Money & Banking

Indiabulls Housing offers to buy back its slumping bonds

Bloomberg January 31 | Updated on January 31, 2020 Published on January 31, 2020

Non-banking financial company Indiabulls Housing Finance is offering to buy back its cheapened bonds after an ongoing fraud probe and a prolonged credit squeeze helped push yields as high as 43 per cent last year.

Indiabulls will repurchase anything trading at a yield of more than 12 per cent and has already spent $210 million to buy its local debt in December, said Chief Executive Officer Gagan Banga. The lender has consistently denied allegations of wrongdoing and Banga said the deals aim to correct pricing in an opaque and shallow market.

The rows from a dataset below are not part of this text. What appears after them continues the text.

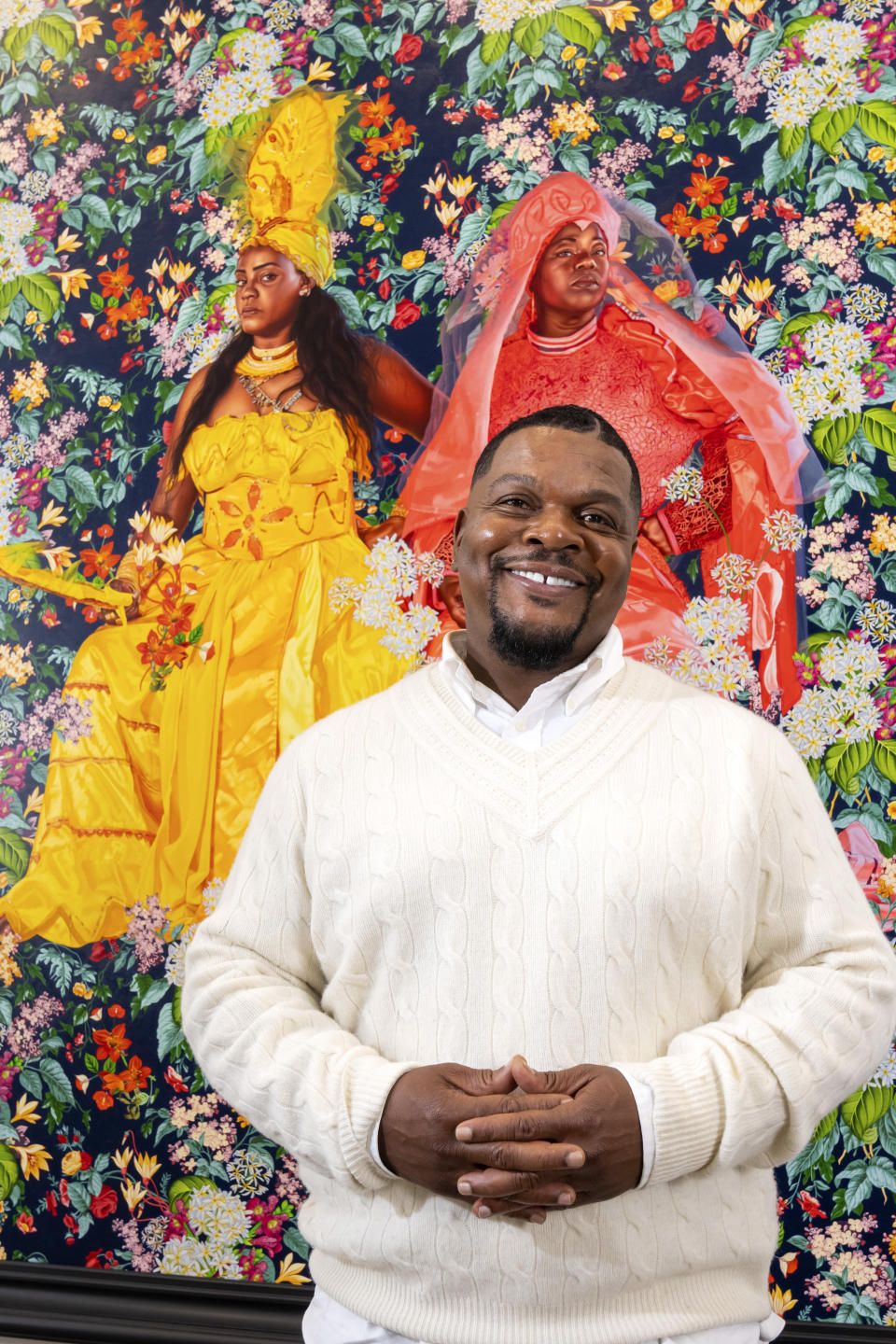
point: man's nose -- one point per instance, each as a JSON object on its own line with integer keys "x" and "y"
{"x": 555, "y": 530}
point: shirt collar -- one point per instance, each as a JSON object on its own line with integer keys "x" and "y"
{"x": 574, "y": 687}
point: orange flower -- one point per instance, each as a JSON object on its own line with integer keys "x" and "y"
{"x": 375, "y": 113}
{"x": 115, "y": 283}
{"x": 98, "y": 562}
{"x": 132, "y": 1080}
{"x": 110, "y": 1043}
{"x": 706, "y": 191}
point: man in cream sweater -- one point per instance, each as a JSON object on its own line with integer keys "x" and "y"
{"x": 540, "y": 961}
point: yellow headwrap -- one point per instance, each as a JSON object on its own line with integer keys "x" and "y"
{"x": 292, "y": 173}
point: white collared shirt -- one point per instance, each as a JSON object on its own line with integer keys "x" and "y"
{"x": 553, "y": 708}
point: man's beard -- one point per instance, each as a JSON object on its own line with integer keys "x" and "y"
{"x": 534, "y": 648}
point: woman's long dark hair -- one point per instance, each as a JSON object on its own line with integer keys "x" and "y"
{"x": 333, "y": 363}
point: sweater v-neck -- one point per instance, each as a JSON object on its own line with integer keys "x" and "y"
{"x": 531, "y": 788}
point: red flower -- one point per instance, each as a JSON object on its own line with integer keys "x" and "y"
{"x": 406, "y": 314}
{"x": 706, "y": 191}
{"x": 104, "y": 1203}
{"x": 810, "y": 1204}
{"x": 110, "y": 1044}
{"x": 702, "y": 35}
{"x": 409, "y": 49}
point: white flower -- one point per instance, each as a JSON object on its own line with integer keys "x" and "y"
{"x": 219, "y": 1215}
{"x": 783, "y": 530}
{"x": 184, "y": 1255}
{"x": 684, "y": 484}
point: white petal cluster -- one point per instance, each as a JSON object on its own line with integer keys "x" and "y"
{"x": 684, "y": 484}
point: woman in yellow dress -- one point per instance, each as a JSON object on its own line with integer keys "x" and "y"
{"x": 159, "y": 793}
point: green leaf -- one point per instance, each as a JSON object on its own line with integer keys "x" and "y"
{"x": 877, "y": 119}
{"x": 831, "y": 436}
{"x": 879, "y": 427}
{"x": 844, "y": 761}
{"x": 862, "y": 1109}
{"x": 802, "y": 321}
{"x": 18, "y": 39}
{"x": 495, "y": 46}
{"x": 886, "y": 760}
{"x": 57, "y": 34}
{"x": 42, "y": 293}
{"x": 58, "y": 1085}
{"x": 529, "y": 30}
{"x": 831, "y": 124}
{"x": 789, "y": 140}
{"x": 825, "y": 1126}
{"x": 580, "y": 26}
{"x": 8, "y": 1170}
{"x": 14, "y": 854}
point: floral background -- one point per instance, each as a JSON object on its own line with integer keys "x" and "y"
{"x": 761, "y": 132}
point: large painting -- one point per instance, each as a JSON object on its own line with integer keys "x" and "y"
{"x": 759, "y": 136}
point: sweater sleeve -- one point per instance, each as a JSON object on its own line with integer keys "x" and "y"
{"x": 817, "y": 1010}
{"x": 251, "y": 1004}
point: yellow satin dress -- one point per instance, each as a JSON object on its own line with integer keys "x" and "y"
{"x": 158, "y": 797}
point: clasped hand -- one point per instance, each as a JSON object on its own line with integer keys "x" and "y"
{"x": 513, "y": 1140}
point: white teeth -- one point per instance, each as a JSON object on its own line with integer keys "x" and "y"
{"x": 543, "y": 578}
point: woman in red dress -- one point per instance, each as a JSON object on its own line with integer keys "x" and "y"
{"x": 556, "y": 312}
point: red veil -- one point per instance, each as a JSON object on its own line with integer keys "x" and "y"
{"x": 687, "y": 343}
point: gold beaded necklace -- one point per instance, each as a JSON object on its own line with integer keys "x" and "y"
{"x": 269, "y": 363}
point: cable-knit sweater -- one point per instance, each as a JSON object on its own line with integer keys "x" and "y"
{"x": 664, "y": 892}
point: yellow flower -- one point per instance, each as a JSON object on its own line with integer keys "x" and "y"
{"x": 745, "y": 317}
{"x": 88, "y": 28}
{"x": 446, "y": 213}
{"x": 780, "y": 1301}
{"x": 133, "y": 1193}
{"x": 33, "y": 1159}
{"x": 26, "y": 1113}
{"x": 180, "y": 272}
{"x": 617, "y": 15}
{"x": 290, "y": 1271}
{"x": 147, "y": 1166}
{"x": 735, "y": 31}
{"x": 318, "y": 70}
{"x": 67, "y": 241}
{"x": 72, "y": 281}
{"x": 461, "y": 187}
{"x": 666, "y": 290}
{"x": 758, "y": 290}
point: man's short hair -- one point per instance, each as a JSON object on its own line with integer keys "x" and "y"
{"x": 581, "y": 420}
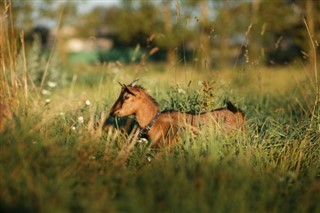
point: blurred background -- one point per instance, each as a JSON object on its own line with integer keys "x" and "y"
{"x": 207, "y": 34}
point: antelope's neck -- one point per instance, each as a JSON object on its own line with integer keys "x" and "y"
{"x": 146, "y": 113}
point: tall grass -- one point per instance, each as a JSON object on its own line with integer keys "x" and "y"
{"x": 56, "y": 158}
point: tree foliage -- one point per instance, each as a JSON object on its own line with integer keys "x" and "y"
{"x": 217, "y": 31}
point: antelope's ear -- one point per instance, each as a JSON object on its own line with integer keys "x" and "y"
{"x": 128, "y": 90}
{"x": 132, "y": 84}
{"x": 122, "y": 85}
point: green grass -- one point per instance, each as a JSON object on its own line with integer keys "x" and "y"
{"x": 46, "y": 166}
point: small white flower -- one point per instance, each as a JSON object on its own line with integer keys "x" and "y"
{"x": 80, "y": 119}
{"x": 143, "y": 140}
{"x": 45, "y": 92}
{"x": 149, "y": 159}
{"x": 92, "y": 157}
{"x": 88, "y": 103}
{"x": 52, "y": 84}
{"x": 181, "y": 91}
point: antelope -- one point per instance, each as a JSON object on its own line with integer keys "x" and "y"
{"x": 162, "y": 127}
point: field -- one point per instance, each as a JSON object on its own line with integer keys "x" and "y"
{"x": 55, "y": 155}
{"x": 52, "y": 160}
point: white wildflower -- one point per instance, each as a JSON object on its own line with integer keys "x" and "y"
{"x": 45, "y": 92}
{"x": 88, "y": 103}
{"x": 149, "y": 159}
{"x": 80, "y": 119}
{"x": 181, "y": 91}
{"x": 143, "y": 140}
{"x": 52, "y": 84}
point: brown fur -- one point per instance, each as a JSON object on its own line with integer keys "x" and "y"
{"x": 134, "y": 100}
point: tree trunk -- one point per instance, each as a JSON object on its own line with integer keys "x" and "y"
{"x": 204, "y": 50}
{"x": 167, "y": 21}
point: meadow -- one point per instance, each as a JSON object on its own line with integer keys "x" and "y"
{"x": 56, "y": 157}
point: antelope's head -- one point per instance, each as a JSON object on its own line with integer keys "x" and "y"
{"x": 128, "y": 101}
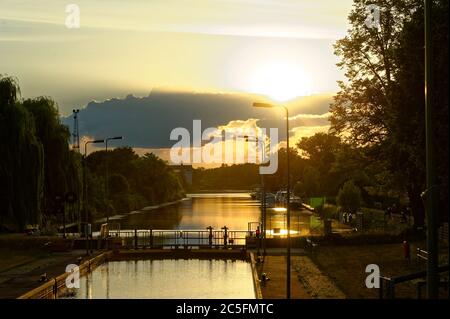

“Unless the bond markets fully mature, I don’t know the way out,” said Banga. “That’s what we can do to send a strong message, normalise the market.”

Shares slump

Indiabulls’ bonds and shares have slumped since September 2018, when the collapse of an infrastructure financier triggered a squeeze that is still denying cash to all but the strongest shadow lenders. Authorities are investigating Indiabulls for improper lending and last year rejected its plan to merge with a bank, blocking a path that would have helped both firms raise funds and strengthen buffers.

Policy makers have long tried to deepen the debt market, and further steps are expected in the Budget on Saturday. While there are more than 23,000 outstanding corporate bonds in India, only 350 trades were reported on average each day in 2019 through September, data from the Securities and Exchange Board of India show.

Indiabulls lost its top credit rating in the final few months of 2019 due to the funding squeeze and failure to get regulatory approval for its proposed merger with Lakshmi Vilas Bank. The Delhi High Court, on February 28, will hear a petition to probe Indiabulls on allegations that the company gave dubious loans worth billions of rupees to shell companies through firms owned by the group’s founders to increase their personal wealth. A separate petitioner withdrew a similar case against Indiabulls in November.

A freak trade

Indiabulls’ rupee bond due 2021 traded at a 27.5 per cent yield on January 22, only to fall back to 15 per cent two days later. The lender said it was a freak trade that pushed the yield to 43.04 per cent in October; Bajaj Allianz Life Insurance Co ended not delivering the debt to Deutsche Bank, people familiar with the matter had said at the time.

“It is buybackable if it’s anything above 12 per cent,” said Banga. “I understand my liquidity position better than anyone else. It is the best utilisation of capital. Why will I not do it”?

A company presentation shows Indiabulls held ₹1.1-lakh crore worth of assets as of September 30; 19.3 per cent of this in the form of liquid instruments, almost four times more than the average of the top five shadow lenders in India.

On Wednesday, Indiabulls offered to prematurely redeem its bonds maturing in February.